Hens are amazing birds. They lay, on average, one egg every 25 hours for 3-4 years, sometimes more. Along the way, they turn gardens, perform pest control, and produce nitrogen-rich fertilizer. When they get too old to lay, they perform vital social functions like training young birds to be good flock members, watching for danger, and alerting the laying hens to the location of particularly tasty foods.

If one insists on eating one's post-menopausal hens, their bodies provide multiple meals; the remaining carcass boils down to broth and bone. (They are also hilarious; no one needs cable when they have Backyard Chicken TV.)

As a public service, the USPS has played a vital role in human-hen generosity relationships for at least a century. Yet this is the first year I've ever worried that my chicks won't get here in time. Not because hens cannot be trusted, but because the USPS cannot be. Our government is hell-bent on bleeding our national postal service dry in favor of private companies - who, let's be real, are no less likely to kill the chicks.

The hens are generous. It's humans who are cruel.

I work in my county's most impoverished school district. We have the county's highest rates of homeless students (20 percent), students on free/reduced lunch (90 percent), and students with IEPs/504 plans (40 percent). "There's no such thing as a free lunch" so often gets leveled at people like my students. The national consensus is that my students and their families are "lazy" and "demanding," that they "want a free ride."

Yet nothing in life is free for my students. Nobody I have met has a more complete conviction that nothing in this world, not even a chicken egg, will simply be handed to them.

They didn't even believe me that their school library did not involve fees, fines, or subscriptions. "You mean I can just check out a book and read it?" they asked me, again and again.

"Yes," I said. "All you have to do is bring it back by the due date."

"But that's it? I don't gotta pay you or nothing?"

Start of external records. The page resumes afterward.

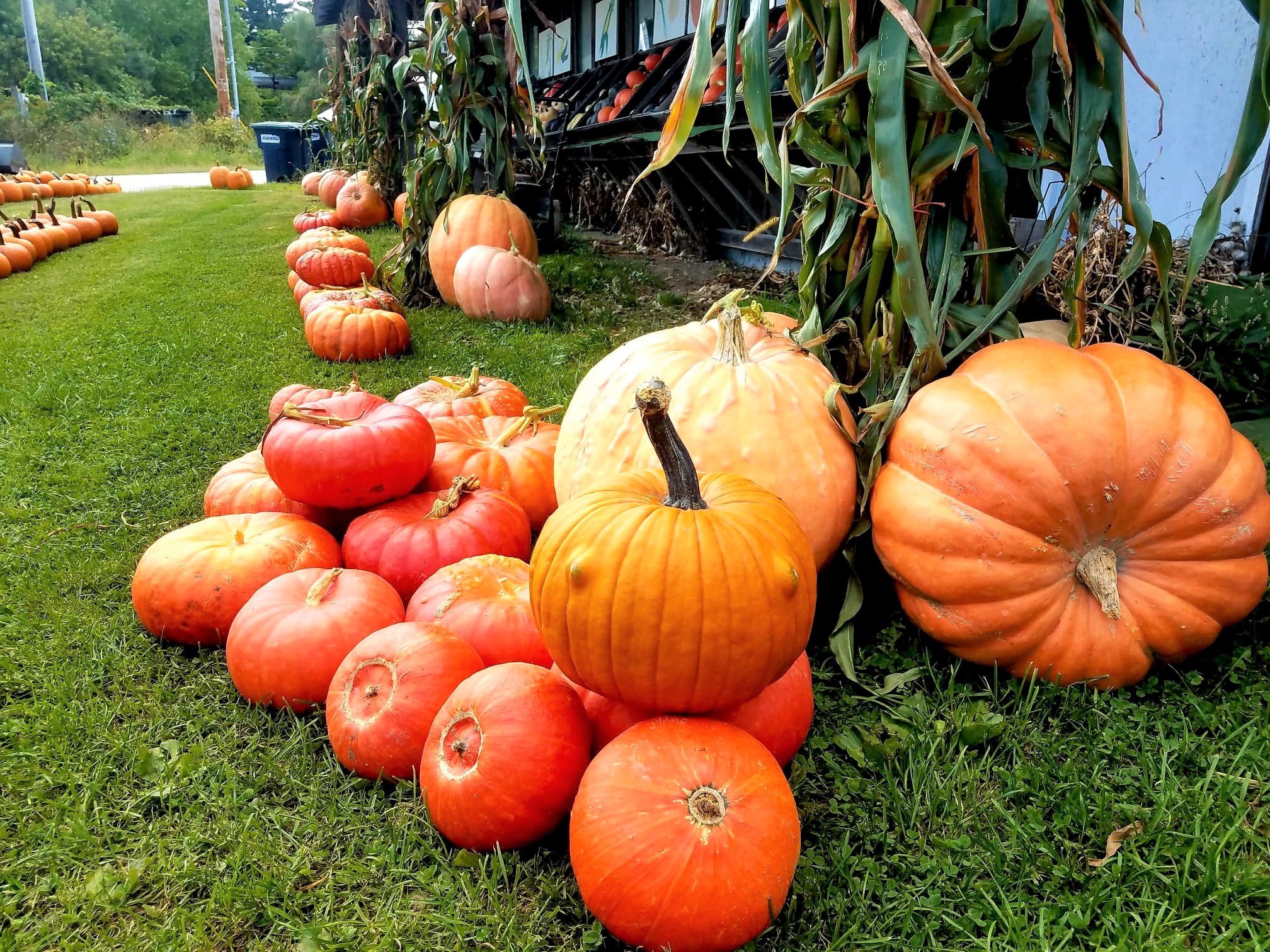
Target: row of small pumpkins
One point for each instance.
(27, 186)
(515, 681)
(27, 242)
(236, 178)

"Nope. Just turn it in by the due date. I'll send you an email on your school account if you forget."

What absolutely not one of them ever asked me was "so the library is free?" Poor kids know: for them, nothing is free. "Free stuff" is reserved for people who already have more than they could possibly need.

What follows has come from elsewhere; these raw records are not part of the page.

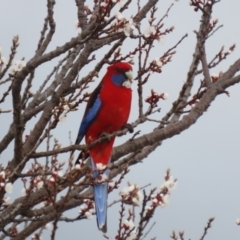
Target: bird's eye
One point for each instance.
(119, 70)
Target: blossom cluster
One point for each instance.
(129, 226)
(87, 209)
(155, 97)
(198, 4)
(3, 60)
(132, 194)
(4, 182)
(162, 198)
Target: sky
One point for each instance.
(205, 159)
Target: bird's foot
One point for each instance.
(129, 127)
(105, 136)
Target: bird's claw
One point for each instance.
(105, 135)
(129, 127)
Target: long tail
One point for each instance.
(100, 196)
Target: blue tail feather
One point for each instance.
(100, 196)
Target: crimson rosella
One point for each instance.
(107, 111)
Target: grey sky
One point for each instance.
(205, 158)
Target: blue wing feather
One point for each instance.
(92, 109)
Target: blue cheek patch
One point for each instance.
(118, 79)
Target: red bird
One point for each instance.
(107, 111)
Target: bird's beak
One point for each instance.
(129, 75)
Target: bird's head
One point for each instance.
(121, 74)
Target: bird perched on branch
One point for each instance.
(107, 111)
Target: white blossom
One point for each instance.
(132, 236)
(23, 192)
(103, 4)
(18, 66)
(7, 200)
(119, 16)
(48, 226)
(39, 184)
(106, 18)
(111, 184)
(161, 40)
(129, 27)
(52, 179)
(8, 187)
(122, 2)
(165, 96)
(62, 118)
(78, 166)
(66, 107)
(88, 214)
(3, 60)
(150, 30)
(77, 24)
(158, 62)
(100, 166)
(170, 184)
(2, 174)
(129, 224)
(102, 177)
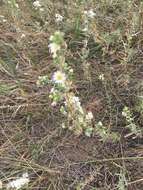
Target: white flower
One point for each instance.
(75, 100)
(19, 183)
(90, 13)
(59, 17)
(59, 77)
(23, 35)
(101, 77)
(1, 184)
(89, 116)
(36, 4)
(53, 104)
(54, 48)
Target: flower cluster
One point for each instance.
(37, 5)
(58, 18)
(90, 14)
(76, 118)
(18, 183)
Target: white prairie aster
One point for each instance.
(89, 116)
(18, 183)
(59, 77)
(37, 4)
(54, 48)
(90, 13)
(59, 17)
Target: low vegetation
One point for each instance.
(71, 94)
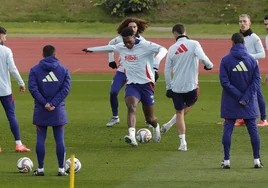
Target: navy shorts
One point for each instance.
(182, 99)
(143, 92)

Which is why "there's no such thing as a free lunch" is such a pernicious statement. First, it's proclaimed by a class of people who get free lunches, daily. Second, it obscures the fact that public services are not "free"; they are *pre-paid.* Our collective taxes already paid for that library, that road, that medical research, that mail delivery, that dairy plant inspection, whether you use them or not. We pay for these things because we want to live in a society, and a society has nice things.

I can eat weeds deposited by birds because I'm the only one who needs to eat them. Multiply me by 300 million, and we need some kind of society.

Maybe, on a societal level, there is "no such thing as a free lunch." But there sure as hell could be prepaid lunches for everyone.